The agriculture industry is facing many changes in the years to come and one candidate for the upcoming Saskatchewan Wheat Development Commission (SWDC) Board of Directors elections feels it’s time the elected officials that provide governance for the commission followed suit.

Trevor Scherman, who owns and operates a farm between Battleford and Wilkie, believes the time is ripe for change with SWDC and that is why he is seeking a seat on the commission board.

“I have been approached by several area farmers who feel my expertise would be an asset to the board,” said Scherman. “The industry is changing and I feel the board has to change with it.”

Ten candidates are vying for four board of director positions on the SWDC. Area producers have until Nov. 24 to cast their ballots either online or by mail-in ballot.

Not only a farmer, which he enjoys immensely, Scherman’s business acumen includes being a co-founder of ScherGrain Solutions Systems and he is very passionate about technology and how it relates to the agriculture industry.

“We need to invest in technology, we need to invest in research,” he added. “As a board when must move forward for new and better varieties and it needs to come from sources whether public, private or partnerships.”

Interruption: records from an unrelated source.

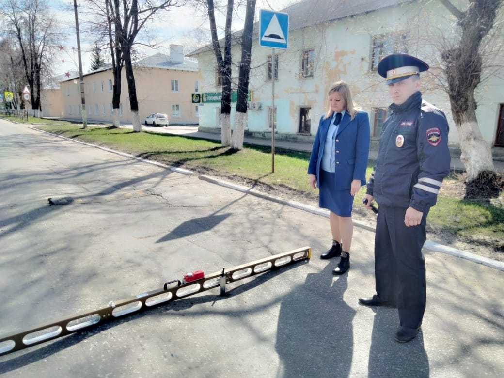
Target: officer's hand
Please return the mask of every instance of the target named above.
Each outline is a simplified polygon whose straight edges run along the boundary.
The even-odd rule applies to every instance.
[[[355,196],[360,190],[360,180],[353,180],[350,185],[350,194]]]
[[[308,177],[308,184],[313,189],[317,189],[317,176],[310,174]]]
[[[404,224],[407,227],[418,226],[421,223],[423,216],[423,213],[421,211],[418,211],[412,207],[409,207],[406,209],[406,213],[404,216]]]
[[[371,203],[373,202],[373,198],[374,197],[370,194],[366,194],[364,196],[364,198],[362,199],[362,203],[364,204],[364,207],[368,210],[371,210]],[[367,201],[366,201],[366,200],[367,200]]]

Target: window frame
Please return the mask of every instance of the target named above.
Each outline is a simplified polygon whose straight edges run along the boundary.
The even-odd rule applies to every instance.
[[[371,134],[371,138],[380,138],[382,135],[383,123],[389,116],[389,108],[386,107],[374,107],[373,110],[373,130]],[[380,125],[379,132],[377,132]]]
[[[171,91],[172,92],[180,92],[178,89],[178,80],[176,79],[171,79]]]
[[[179,104],[172,104],[171,105],[171,116],[180,118],[180,105]]]
[[[218,68],[215,70],[215,85],[217,87],[222,86],[222,75]]]
[[[271,81],[273,76],[272,72],[273,70],[273,56],[268,55],[268,60],[266,61],[266,81]],[[278,81],[278,55],[275,55],[275,81]]]
[[[407,54],[408,33],[406,30],[378,34],[372,37],[371,70],[376,71],[378,63],[389,54]]]
[[[312,78],[315,71],[314,49],[303,50],[301,58],[301,76],[303,78]]]

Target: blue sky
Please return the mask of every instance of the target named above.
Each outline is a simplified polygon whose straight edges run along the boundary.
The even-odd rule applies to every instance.
[[[258,14],[260,9],[280,11],[288,5],[299,1],[299,0],[257,0],[256,9]],[[79,3],[78,0],[78,5]],[[73,1],[49,0],[48,3],[57,19],[61,20],[60,25],[67,35],[66,40],[61,42],[61,45],[64,48],[61,50],[56,50],[54,74],[55,75],[59,75],[71,70],[78,70]],[[245,9],[243,7],[242,12],[237,15],[233,20],[233,29],[239,30],[242,28],[244,13]],[[79,23],[81,22],[80,17]],[[224,24],[223,17],[221,18],[220,21],[218,18],[218,23],[219,22],[221,24]],[[198,48],[201,47],[202,39],[202,36],[197,35],[195,32],[198,27],[202,27],[208,30],[208,24],[192,7],[173,8],[169,11],[163,12],[160,14],[159,19],[154,20],[149,25],[149,31],[151,36],[150,41],[155,42],[158,45],[157,48],[154,49],[143,47],[141,52],[147,55],[157,52],[168,54],[169,45],[172,43],[183,45],[185,52],[188,52],[192,49]],[[92,49],[93,43],[93,41],[89,40],[86,36],[81,35],[82,70],[84,73],[89,71],[91,65],[90,51]]]

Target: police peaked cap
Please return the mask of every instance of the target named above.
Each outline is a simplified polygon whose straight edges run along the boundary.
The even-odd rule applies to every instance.
[[[391,54],[378,64],[378,73],[392,84],[429,69],[429,65],[418,58],[407,54]]]

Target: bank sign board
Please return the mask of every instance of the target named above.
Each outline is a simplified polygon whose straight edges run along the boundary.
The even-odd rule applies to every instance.
[[[193,93],[193,94],[195,94]],[[192,99],[194,100],[194,98],[193,96]],[[248,94],[247,95],[247,101],[250,101],[250,93],[249,91]],[[203,103],[205,102],[220,102],[222,99],[222,92],[209,92],[201,95],[201,102]],[[235,91],[231,92],[231,102],[236,102],[237,99],[238,92]],[[193,102],[194,101],[193,101]]]

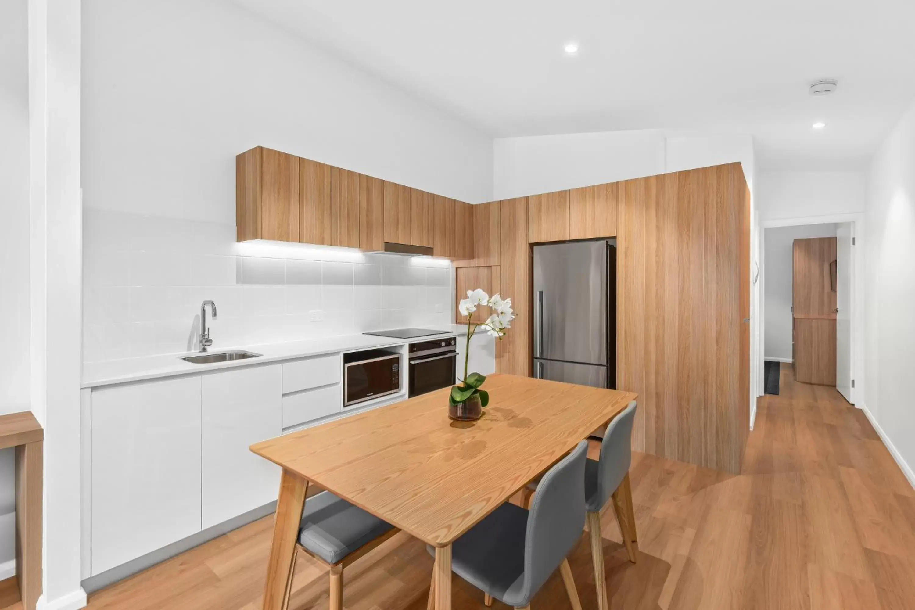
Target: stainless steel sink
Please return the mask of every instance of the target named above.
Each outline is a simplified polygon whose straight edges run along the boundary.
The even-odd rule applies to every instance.
[[[249,358],[257,358],[263,354],[255,354],[253,351],[219,351],[212,354],[200,354],[199,356],[185,356],[181,359],[191,364],[212,364],[214,362],[229,362],[230,360],[244,360]]]

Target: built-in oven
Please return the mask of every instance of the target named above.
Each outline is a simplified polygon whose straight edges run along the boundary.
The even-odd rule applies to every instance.
[[[343,407],[399,392],[400,360],[399,353],[386,349],[343,354]]]
[[[411,398],[455,384],[458,374],[457,337],[411,343],[409,354]]]

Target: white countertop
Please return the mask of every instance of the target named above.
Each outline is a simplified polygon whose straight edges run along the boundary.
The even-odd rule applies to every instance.
[[[441,335],[466,335],[467,325],[446,325]],[[251,366],[264,362],[291,360],[307,356],[333,354],[336,352],[353,351],[355,349],[371,349],[373,348],[390,348],[406,343],[432,339],[441,335],[417,337],[412,339],[399,339],[393,337],[376,337],[374,335],[343,335],[328,337],[306,341],[289,341],[285,343],[268,343],[263,345],[231,346],[212,349],[211,353],[244,349],[257,354],[258,358],[229,362],[215,362],[213,364],[191,364],[180,359],[190,354],[167,354],[162,356],[147,356],[144,358],[128,358],[121,360],[105,360],[102,362],[87,362],[82,367],[83,388],[140,381],[160,377],[187,375],[189,373],[205,373],[210,370],[231,369],[234,367]]]

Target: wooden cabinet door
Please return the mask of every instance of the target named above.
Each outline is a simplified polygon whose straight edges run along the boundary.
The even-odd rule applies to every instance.
[[[200,530],[200,385],[92,391],[92,575]]]
[[[384,181],[384,241],[410,243],[410,187]]]
[[[473,210],[476,206],[455,201],[455,246],[454,257],[464,261],[473,259],[476,229],[473,226]]]
[[[617,235],[619,183],[569,191],[569,239],[590,240]]]
[[[384,180],[359,177],[359,247],[384,249]]]
[[[569,192],[567,190],[528,198],[528,229],[531,243],[569,239]]]
[[[235,225],[239,241],[298,241],[298,157],[257,146],[235,157]]]
[[[282,366],[203,377],[204,530],[276,499],[279,466],[248,447],[283,432]]]
[[[330,168],[330,245],[359,248],[360,175]]]
[[[433,195],[418,188],[410,189],[410,243],[435,245],[436,222]]]
[[[441,195],[432,196],[433,224],[435,232],[432,240],[433,253],[436,256],[453,258],[456,255],[455,237],[458,232],[456,224],[455,208],[457,202]]]
[[[298,176],[302,224],[297,241],[330,245],[330,166],[300,158]]]

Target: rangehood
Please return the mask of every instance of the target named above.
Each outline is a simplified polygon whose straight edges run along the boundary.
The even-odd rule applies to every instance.
[[[409,243],[385,241],[382,250],[370,251],[373,254],[397,254],[400,256],[432,256],[431,246],[414,246]]]

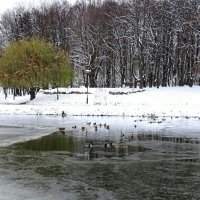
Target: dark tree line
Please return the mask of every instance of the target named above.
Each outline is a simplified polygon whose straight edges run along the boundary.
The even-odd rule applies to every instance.
[[[67,1],[2,15],[1,49],[41,37],[69,52],[74,84],[200,85],[199,0]]]

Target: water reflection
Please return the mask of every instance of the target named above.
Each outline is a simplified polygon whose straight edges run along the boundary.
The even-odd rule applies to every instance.
[[[86,133],[87,134],[87,133]],[[139,145],[127,144],[121,139],[114,140],[91,139],[73,136],[72,132],[55,132],[39,139],[13,145],[15,149],[32,151],[66,151],[68,155],[80,159],[92,160],[95,158],[127,157],[135,152],[145,152],[149,149]]]
[[[199,153],[186,136],[55,132],[0,148],[0,177],[46,199],[200,199]]]

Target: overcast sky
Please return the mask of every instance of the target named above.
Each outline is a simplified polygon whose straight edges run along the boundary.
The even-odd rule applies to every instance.
[[[40,5],[42,2],[53,2],[54,0],[4,0],[1,1],[0,5],[0,14],[5,12],[8,9],[13,9],[18,5],[25,5],[27,7],[33,7]],[[69,0],[69,2],[74,2],[74,0]]]

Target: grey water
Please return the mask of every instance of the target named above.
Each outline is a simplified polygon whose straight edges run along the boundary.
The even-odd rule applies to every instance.
[[[0,120],[0,200],[200,199],[199,123],[183,118]]]

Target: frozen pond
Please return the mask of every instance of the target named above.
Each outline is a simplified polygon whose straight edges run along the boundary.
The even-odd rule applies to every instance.
[[[1,116],[0,200],[200,199],[199,155],[198,118]]]

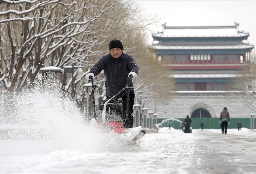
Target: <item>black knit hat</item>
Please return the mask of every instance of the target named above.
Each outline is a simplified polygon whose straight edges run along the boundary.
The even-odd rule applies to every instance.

He also believes that co-operation between various boards and agencies is vital to maintaining long term growth for the industry.

“The reputation of Canadian wheat needs to be promoted and the Canadian Wheat brand needs to be upheld,” Scherman said. “If elected, I will urge the board to open dialogue with other national organizations like Cereals Canada, the Canadian International Grains Institute and Canadian Grain Commission on activities like the annual New Crop Trade Missions.”

In opening these lines of communications, Scherman believes the SWDC will both learn and grow from it.

“I have travelled extensively to many farming operations and have seen how farming practices differ from one location to another,” added Scherman. “You then take the best ideas from these farms and implement them to your own operation.”

“The end result is more money in farmer’s pockets and a healthy agriculture industry which is what everybody wants.”